Some possible signs and symptoms of kidney cancer include:

  • blood in the urine
  • low back pain on one side (not caused by injury)
  • a mass (lump) on the side or lower back
  • fatigue
  • loss of appetite
  • weight loss not caused by dieting
  • fever that is not caused by an infection and that doesn’t go away
  • anemia (low red blood cell counts).

Risk Factors

Multiple risk factors for RCC have been identified. It is believed that several factors are jointly responsible for the development of kidney cancer. Smoking and obesity are considered to be possible main risk factors.

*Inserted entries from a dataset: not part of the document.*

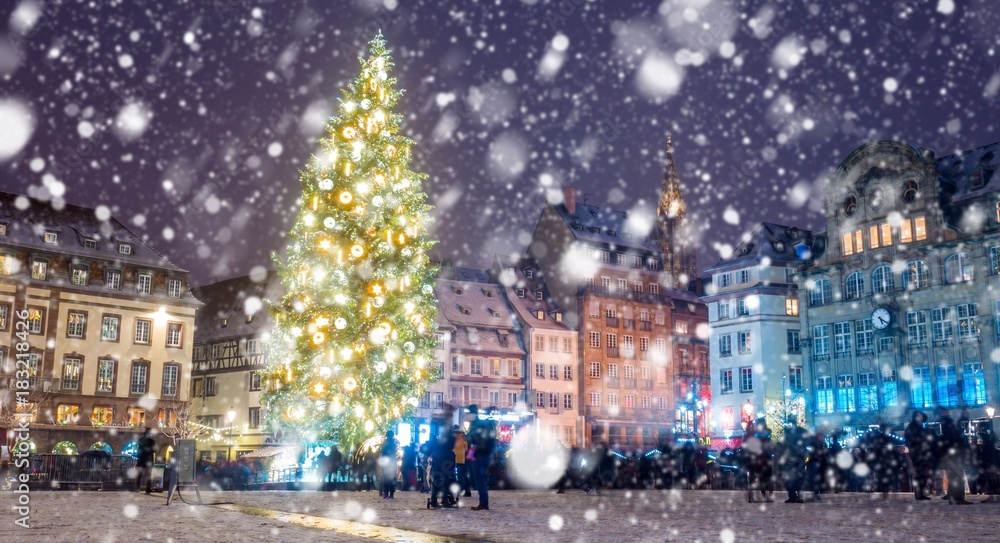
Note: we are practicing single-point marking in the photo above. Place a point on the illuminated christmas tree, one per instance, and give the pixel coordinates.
(350, 349)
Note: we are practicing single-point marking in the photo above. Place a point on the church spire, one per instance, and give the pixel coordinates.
(671, 200)
(675, 232)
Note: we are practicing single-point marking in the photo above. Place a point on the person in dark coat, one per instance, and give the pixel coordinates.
(387, 466)
(442, 463)
(920, 442)
(954, 449)
(482, 438)
(144, 462)
(881, 459)
(793, 460)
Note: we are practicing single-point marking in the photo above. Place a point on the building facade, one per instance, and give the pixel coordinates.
(486, 356)
(232, 330)
(108, 323)
(640, 350)
(755, 341)
(900, 308)
(553, 377)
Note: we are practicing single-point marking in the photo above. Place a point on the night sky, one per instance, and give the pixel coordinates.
(189, 120)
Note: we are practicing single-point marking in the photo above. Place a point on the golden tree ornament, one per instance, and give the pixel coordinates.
(349, 324)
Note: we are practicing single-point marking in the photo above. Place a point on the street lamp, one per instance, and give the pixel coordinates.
(230, 416)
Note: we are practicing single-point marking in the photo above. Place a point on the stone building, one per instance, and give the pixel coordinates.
(107, 321)
(553, 378)
(485, 354)
(232, 330)
(753, 312)
(638, 336)
(900, 306)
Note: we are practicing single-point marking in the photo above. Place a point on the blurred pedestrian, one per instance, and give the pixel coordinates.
(954, 449)
(387, 466)
(919, 440)
(482, 438)
(144, 461)
(462, 462)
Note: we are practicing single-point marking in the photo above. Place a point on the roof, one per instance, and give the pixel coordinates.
(606, 226)
(26, 229)
(527, 306)
(224, 314)
(764, 242)
(481, 305)
(955, 173)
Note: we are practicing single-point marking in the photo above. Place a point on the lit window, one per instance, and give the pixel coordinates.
(174, 334)
(174, 288)
(76, 327)
(145, 283)
(113, 279)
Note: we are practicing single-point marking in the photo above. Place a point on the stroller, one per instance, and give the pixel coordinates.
(443, 478)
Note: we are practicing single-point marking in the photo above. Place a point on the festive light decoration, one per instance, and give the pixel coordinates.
(359, 307)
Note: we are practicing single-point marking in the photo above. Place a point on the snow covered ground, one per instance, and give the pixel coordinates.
(515, 516)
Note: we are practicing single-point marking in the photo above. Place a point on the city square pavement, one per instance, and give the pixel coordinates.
(514, 516)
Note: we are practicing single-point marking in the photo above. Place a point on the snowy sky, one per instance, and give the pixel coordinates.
(190, 119)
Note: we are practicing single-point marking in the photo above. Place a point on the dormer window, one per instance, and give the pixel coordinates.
(976, 180)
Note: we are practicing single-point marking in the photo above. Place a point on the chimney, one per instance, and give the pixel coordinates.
(569, 198)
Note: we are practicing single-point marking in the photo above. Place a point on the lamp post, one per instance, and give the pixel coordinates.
(230, 416)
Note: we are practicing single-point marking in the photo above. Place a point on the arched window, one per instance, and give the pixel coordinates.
(854, 286)
(65, 447)
(882, 280)
(821, 292)
(958, 268)
(850, 205)
(916, 275)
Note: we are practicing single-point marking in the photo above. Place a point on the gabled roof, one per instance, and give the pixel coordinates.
(955, 173)
(768, 240)
(224, 314)
(605, 225)
(26, 229)
(527, 306)
(481, 305)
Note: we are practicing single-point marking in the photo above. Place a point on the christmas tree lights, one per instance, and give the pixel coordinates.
(353, 337)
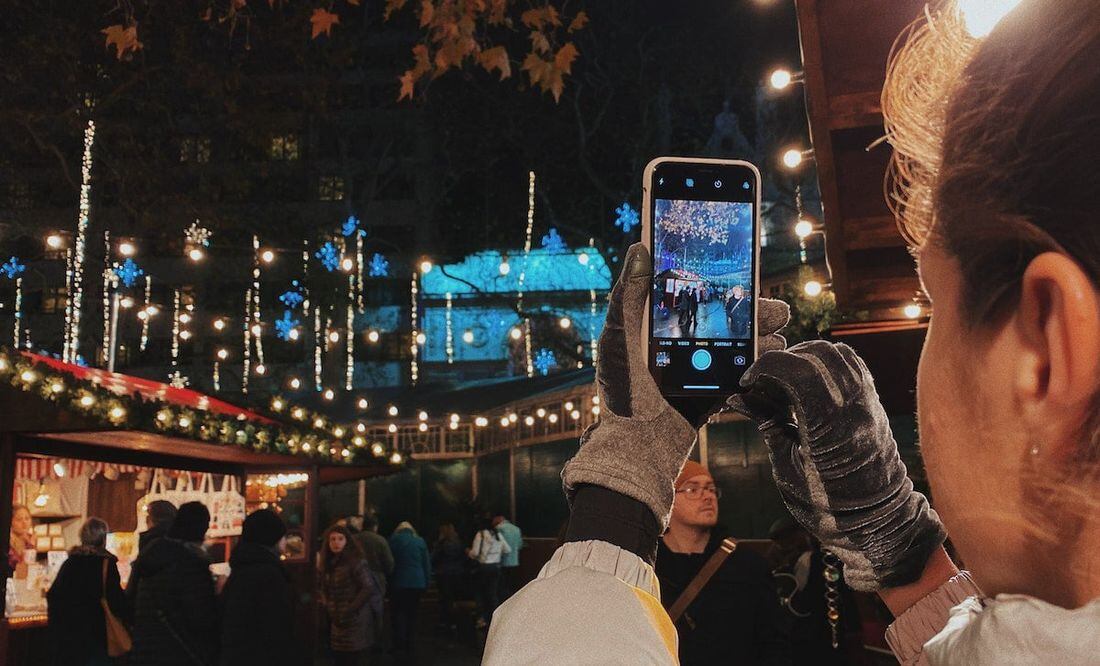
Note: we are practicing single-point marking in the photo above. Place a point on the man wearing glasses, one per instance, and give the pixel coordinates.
(736, 617)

Other risk factors include:

  • high blood pressure
  • family history of kidney cancer
  • workplace exposures: many studies have suggested that workplace exposure to certain substances, such as trichloroethylene , increases the risk for RCC.
  • gender (men are more likely affected than women)
  • certain medicines: some studies have suggested that acetaminophen, a common pain medicine, may be linked to an increase in the risk of RCC.
  • genetic and hereditary risk factors


In many cases, the cause of kidney cancer is not known. In some other cases (such as with inherited conditions), even when the cause is known it may not be preventable. You may reduce the risk for developing kidney cancer by stopping to smoke and maintaining a healthy body weight.